# JSF Datenbankzugriff ohne Persistenzschicht



## togal (28. Nov 2012)

Hallo,

ich bin Anfänger und möchte fragen, wie man JSF zur Datendarstellung ohne JPA verwendet. 
Mein Ziel ist letztlich ein dynamisches Grid (bzw. primfaces databale) aus einer beliebigen Datenbankabfrage zu erhalten. 

Bis jetzt habe ich keine Beispiele gefunden, die ohne JPA arbeiten. Ausnahme ist ein Thread in diesem Forum der direkt mit JDBC arbeitet. Das soll sich aber schlecht für Paginierung und große Datenmengen eignen. 

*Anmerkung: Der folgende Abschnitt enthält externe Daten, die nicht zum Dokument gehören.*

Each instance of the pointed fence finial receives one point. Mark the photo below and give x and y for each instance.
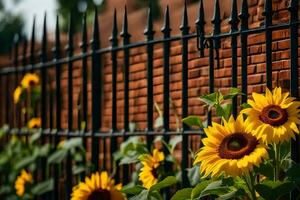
(83, 43)
(124, 33)
(268, 12)
(216, 18)
(166, 28)
(69, 47)
(244, 15)
(43, 52)
(114, 35)
(149, 29)
(200, 23)
(234, 20)
(32, 46)
(56, 48)
(185, 23)
(95, 42)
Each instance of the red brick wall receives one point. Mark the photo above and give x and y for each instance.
(198, 70)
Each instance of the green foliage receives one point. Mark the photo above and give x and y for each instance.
(271, 190)
(77, 8)
(10, 24)
(155, 4)
(183, 194)
(18, 155)
(193, 121)
(153, 193)
(130, 150)
(220, 102)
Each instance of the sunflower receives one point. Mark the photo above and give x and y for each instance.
(17, 94)
(149, 172)
(98, 186)
(274, 116)
(34, 123)
(229, 148)
(30, 79)
(22, 180)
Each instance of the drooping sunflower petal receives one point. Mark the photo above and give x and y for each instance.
(97, 186)
(235, 152)
(273, 117)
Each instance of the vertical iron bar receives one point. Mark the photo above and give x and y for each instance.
(244, 15)
(16, 118)
(217, 30)
(294, 84)
(149, 32)
(126, 40)
(56, 52)
(32, 47)
(214, 44)
(84, 95)
(69, 50)
(166, 30)
(24, 53)
(268, 35)
(24, 63)
(211, 75)
(200, 23)
(43, 57)
(114, 43)
(96, 92)
(184, 153)
(234, 28)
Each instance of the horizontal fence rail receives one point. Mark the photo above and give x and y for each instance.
(50, 66)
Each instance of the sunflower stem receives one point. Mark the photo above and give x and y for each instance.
(250, 182)
(276, 161)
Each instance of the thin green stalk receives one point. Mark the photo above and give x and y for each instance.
(250, 181)
(276, 161)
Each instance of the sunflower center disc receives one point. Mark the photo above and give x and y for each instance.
(273, 115)
(237, 145)
(154, 173)
(99, 195)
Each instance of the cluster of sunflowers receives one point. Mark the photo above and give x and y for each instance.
(246, 152)
(29, 89)
(247, 157)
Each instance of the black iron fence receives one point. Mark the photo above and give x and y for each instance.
(51, 112)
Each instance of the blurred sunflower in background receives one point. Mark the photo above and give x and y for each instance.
(30, 79)
(274, 116)
(229, 149)
(98, 186)
(17, 94)
(34, 123)
(149, 174)
(22, 180)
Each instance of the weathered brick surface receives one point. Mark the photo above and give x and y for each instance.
(198, 71)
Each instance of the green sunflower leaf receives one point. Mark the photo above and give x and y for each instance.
(182, 194)
(232, 93)
(193, 121)
(199, 188)
(271, 190)
(43, 187)
(142, 195)
(194, 175)
(133, 190)
(170, 180)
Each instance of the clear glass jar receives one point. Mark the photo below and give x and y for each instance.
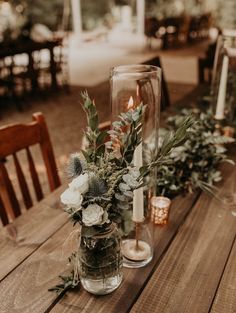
(223, 84)
(132, 85)
(100, 261)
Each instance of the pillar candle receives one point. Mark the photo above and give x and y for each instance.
(220, 106)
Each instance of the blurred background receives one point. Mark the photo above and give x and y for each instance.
(50, 51)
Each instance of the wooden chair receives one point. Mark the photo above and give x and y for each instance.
(165, 98)
(14, 138)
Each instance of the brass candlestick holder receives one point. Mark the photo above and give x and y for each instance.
(137, 248)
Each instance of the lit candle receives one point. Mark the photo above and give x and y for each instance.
(160, 207)
(138, 209)
(220, 107)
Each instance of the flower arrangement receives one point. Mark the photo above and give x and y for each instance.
(103, 181)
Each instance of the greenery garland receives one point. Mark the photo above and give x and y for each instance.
(195, 164)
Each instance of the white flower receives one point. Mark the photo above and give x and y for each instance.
(72, 198)
(94, 215)
(80, 183)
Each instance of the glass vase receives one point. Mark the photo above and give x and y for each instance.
(223, 86)
(100, 261)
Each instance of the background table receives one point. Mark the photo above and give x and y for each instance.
(193, 270)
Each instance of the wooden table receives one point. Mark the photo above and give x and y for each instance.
(193, 270)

Ich würde mich freuen, wenn mir jemand einen Tip gegeben kann, welche Libs oder Verfahren generell in Frage kommen. Ein Beispiel wäre natürlich super!

Danke


----------



## nillehammer (28. Nov 2012)

> Bis jetzt habe ich keine Beispiele gefunden, die ohne JPA arbeiten. Ausnahme ist ein Thread in diesem Forum der direkt mit JDBC arbeitet. Das soll sich aber schlecht für Paginierung und große Datenmengen eignen.


Das stimmt beides nicht. Mach plain JDBC und arbeite wenn's geht mit PreparedStatement. Dann is gut.


----------



## JimPanse (29. Nov 2012)

togal hat gesagt.:


> Hallo,
> Mein Ziel ist letztlich ein dynamisches Grid (bzw. primfaces databale) aus einer beliebigen Datenbankabfrage zu erhalten.



DynamicColumns


----------



## togal (29. Nov 2012)

Vielen Dank Euch beiden!

Der Primeface Dynamic Column Link entspricht schon ganz gut meinen Vorstelllungen. Fehlt die Datenanbindung. 



nillehammer hat gesagt.:


> Das stimmt beides nicht. Mach plain JDBC und arbeite wenn's geht mit PreparedStatement. Dann is gut.


Wäre das so wie in dem Link hier:
http://www.java-forum.org/web-tier/63354-jsf-tabelle-erstellen-datenbank-mittels-jdbc.html


----------